Roni’yi geç buldum, erken kaybettik. Şiirleri, şiir çevirileri yoluyla erken yaşlarımda tanışmıştım maalesef köklü, eski bir dostluğumuz olamadı. Çok daha önce tanışabilirdik aslında ama nedense olmamış... Bilgi Üniversitesi yıllarımda ayaküstü tanıştırıldığımızı hatırlar gibiyim ama hiçbir ayrıntı yok. “Resmî” tanışmamız, DSİP’in bir yaz kampının son gününe ziyaretimizle oldu.

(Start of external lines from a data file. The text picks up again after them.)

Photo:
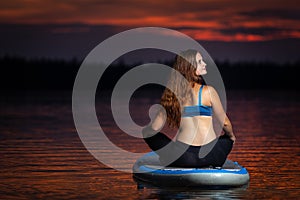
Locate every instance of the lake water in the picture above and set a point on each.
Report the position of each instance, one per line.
(42, 155)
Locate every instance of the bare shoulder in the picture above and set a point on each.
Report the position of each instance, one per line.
(211, 91)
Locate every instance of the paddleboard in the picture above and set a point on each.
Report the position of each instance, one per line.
(148, 169)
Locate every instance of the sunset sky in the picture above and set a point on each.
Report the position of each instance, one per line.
(223, 22)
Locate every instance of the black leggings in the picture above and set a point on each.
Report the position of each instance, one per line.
(179, 154)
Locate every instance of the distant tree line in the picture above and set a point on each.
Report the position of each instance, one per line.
(46, 74)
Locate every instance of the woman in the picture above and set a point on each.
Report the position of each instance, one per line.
(191, 112)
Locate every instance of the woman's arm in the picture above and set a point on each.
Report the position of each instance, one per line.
(156, 125)
(220, 113)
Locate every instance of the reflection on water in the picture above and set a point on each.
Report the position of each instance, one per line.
(43, 157)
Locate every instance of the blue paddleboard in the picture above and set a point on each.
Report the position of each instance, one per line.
(149, 170)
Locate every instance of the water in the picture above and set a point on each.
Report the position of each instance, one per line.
(43, 157)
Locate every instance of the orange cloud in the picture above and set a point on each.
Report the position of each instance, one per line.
(204, 19)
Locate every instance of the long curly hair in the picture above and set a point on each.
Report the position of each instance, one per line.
(185, 63)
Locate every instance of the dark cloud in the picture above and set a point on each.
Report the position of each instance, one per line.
(293, 14)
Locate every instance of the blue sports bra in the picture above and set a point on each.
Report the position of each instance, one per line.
(197, 110)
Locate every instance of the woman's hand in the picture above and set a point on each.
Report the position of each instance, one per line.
(232, 137)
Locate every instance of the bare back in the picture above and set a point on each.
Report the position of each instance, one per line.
(197, 130)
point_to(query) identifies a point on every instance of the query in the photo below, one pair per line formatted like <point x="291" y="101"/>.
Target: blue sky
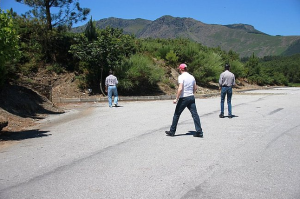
<point x="273" y="17"/>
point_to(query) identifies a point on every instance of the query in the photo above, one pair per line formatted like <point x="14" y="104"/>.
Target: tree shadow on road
<point x="22" y="135"/>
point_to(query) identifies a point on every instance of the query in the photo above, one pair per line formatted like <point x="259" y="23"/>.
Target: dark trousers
<point x="182" y="103"/>
<point x="226" y="91"/>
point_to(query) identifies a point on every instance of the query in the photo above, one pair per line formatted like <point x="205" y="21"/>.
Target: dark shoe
<point x="197" y="134"/>
<point x="169" y="133"/>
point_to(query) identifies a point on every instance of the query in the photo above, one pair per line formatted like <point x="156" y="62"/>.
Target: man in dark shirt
<point x="110" y="87"/>
<point x="226" y="81"/>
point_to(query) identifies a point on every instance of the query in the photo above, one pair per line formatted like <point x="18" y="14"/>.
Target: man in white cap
<point x="185" y="98"/>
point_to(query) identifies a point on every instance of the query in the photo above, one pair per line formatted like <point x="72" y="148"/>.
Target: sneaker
<point x="169" y="133"/>
<point x="198" y="134"/>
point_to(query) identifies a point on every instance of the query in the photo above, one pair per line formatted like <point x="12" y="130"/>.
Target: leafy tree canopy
<point x="68" y="11"/>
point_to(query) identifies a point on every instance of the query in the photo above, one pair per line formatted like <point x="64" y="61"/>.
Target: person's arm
<point x="179" y="90"/>
<point x="195" y="88"/>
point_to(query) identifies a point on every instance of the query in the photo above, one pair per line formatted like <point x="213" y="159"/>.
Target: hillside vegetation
<point x="241" y="38"/>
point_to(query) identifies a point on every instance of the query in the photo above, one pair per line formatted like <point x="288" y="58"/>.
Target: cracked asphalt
<point x="93" y="151"/>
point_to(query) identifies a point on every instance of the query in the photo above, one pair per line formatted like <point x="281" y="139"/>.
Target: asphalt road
<point x="94" y="151"/>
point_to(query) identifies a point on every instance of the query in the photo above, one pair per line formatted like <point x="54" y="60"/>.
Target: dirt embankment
<point x="23" y="104"/>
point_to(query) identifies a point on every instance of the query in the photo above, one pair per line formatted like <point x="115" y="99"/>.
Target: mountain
<point x="241" y="38"/>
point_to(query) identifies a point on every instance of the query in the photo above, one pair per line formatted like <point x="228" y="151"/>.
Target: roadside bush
<point x="142" y="75"/>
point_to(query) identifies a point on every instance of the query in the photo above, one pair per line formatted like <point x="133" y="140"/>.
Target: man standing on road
<point x="185" y="98"/>
<point x="111" y="82"/>
<point x="226" y="81"/>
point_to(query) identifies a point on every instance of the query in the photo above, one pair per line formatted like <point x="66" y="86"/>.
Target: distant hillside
<point x="241" y="38"/>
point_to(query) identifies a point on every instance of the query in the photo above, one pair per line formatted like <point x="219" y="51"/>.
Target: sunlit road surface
<point x="94" y="151"/>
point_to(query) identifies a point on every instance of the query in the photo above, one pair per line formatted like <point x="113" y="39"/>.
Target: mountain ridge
<point x="241" y="38"/>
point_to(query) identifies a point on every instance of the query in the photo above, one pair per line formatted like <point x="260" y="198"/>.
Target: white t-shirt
<point x="188" y="82"/>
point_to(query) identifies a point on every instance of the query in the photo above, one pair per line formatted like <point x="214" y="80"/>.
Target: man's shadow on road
<point x="22" y="135"/>
<point x="189" y="133"/>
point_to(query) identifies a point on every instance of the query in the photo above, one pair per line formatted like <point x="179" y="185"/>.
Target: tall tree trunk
<point x="48" y="14"/>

Sonraki her buluşmamızda, görüşmemizde rakımız eksik olmadı, çok şükür. Mesela 2021’i 2022’ye bağlayan gece: Bir süredir basacak yayınevi bulmaya çalıştığı, nihayetinde Turgay Fişekçi’nin Sözcükler Yayınevi’nin yayımla(n)maya uygun bulduğu, İngiliz Edebiyatından Mizah Şiirleri altbaşlığıyla Dur Yolcu, Dur ve İşe! antolojisinin yeni yayımlandığı günlerdi. (Kaynaklarda “roni” diye aratınca sonuçlar arasında “ironi” kelimesi de çıkıyor, haklı olarak! “Tadımlık” için bkz. K24.) Âdet olduğu üzere, kitabını imzalamasını rica ettim. Aldı kitabı, yılbaşı gecesi biz gırgır peşindeyken o konsantre oluyordu. Tüm sataşmalarımızı tek bakışıyla püskürttü. Sonuçta, 2022’ye şu imzayla giren şanslı ben oldum:
Varlık sebebi ne ise insanın,
Üç yolu var mesut olmanın:
Ye, iç ve işe
(başka ne verebilir ki neşe?)
Sonrasında, Dur Yolcu, Dur ve İşe! üzerine, o dönem +Gerçek TV’de hazırladığım “Editörün Defteri” programıma da konuk olmuştu.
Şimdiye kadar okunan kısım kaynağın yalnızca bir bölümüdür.